Ho ricordato queste cose per fornire uno strumento di correzione ai lettori dell’opera storica.
Se si considera, infatti, che esistono per tutti gli uomini due modi di cambiare in meglio- mettendo a frutto le proprie sventure e quelle altrui-, il cambiamento dovuto ai rovesci personali risulta più visibile, quello dovuto ai rovesci altrui più innoquo."
In altre parole: se un uomo vive una disavventura personalmente impara facilmente dagli errori che ha commesso…molto più difficile è per l’uomo imparare dagli errori degli altri senza averne fatto esperienza. E questo Polibio, che scemo non era, lo sapeva.
Io, molto banalmente, mi chiedo: E’ questo che continuerà a fare l’uomo in eterno? In eterno sperimentare quello che è già stato vissuto da altri?

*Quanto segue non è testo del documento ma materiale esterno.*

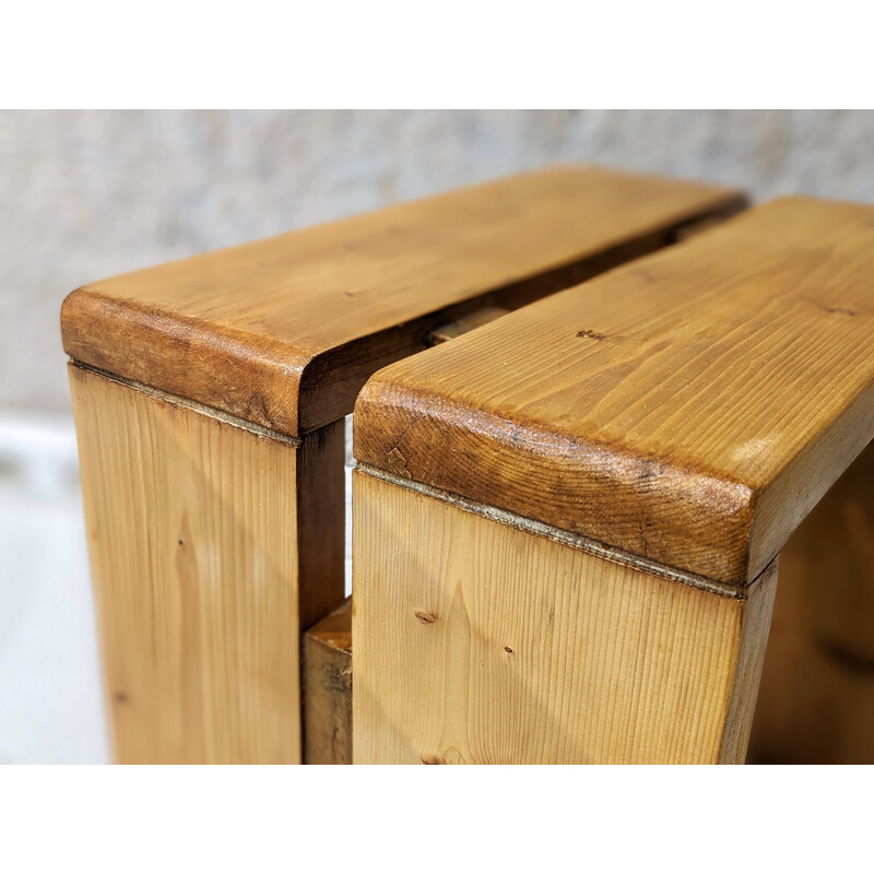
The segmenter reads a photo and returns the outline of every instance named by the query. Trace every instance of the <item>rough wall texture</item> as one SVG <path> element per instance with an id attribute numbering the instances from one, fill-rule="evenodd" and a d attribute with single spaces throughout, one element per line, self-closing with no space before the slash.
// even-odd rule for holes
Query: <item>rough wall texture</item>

Perchè se non capita a noi è come se non fosse mai capitato?
Ne cambierebbero di cose se cominciassimo a leggere i libri di storia come leggiamo un diario o un romanzo…se potessimo identificarci con chi ci è passato e dire: è come se fosse capitato a me, forse (e dico forse) si farebbero passi avanti.
Fare la stessa cosa con quello che raccontano i nonni, gli immigrati, i notiziari.
Smettere di relativizzare tutto e tutti…non concentrarsi sulle differenze (pur importanti) ma sulle analogie tra le guerre di ieri e quelle di oggi, tra l’uomo di ieri e di oggi.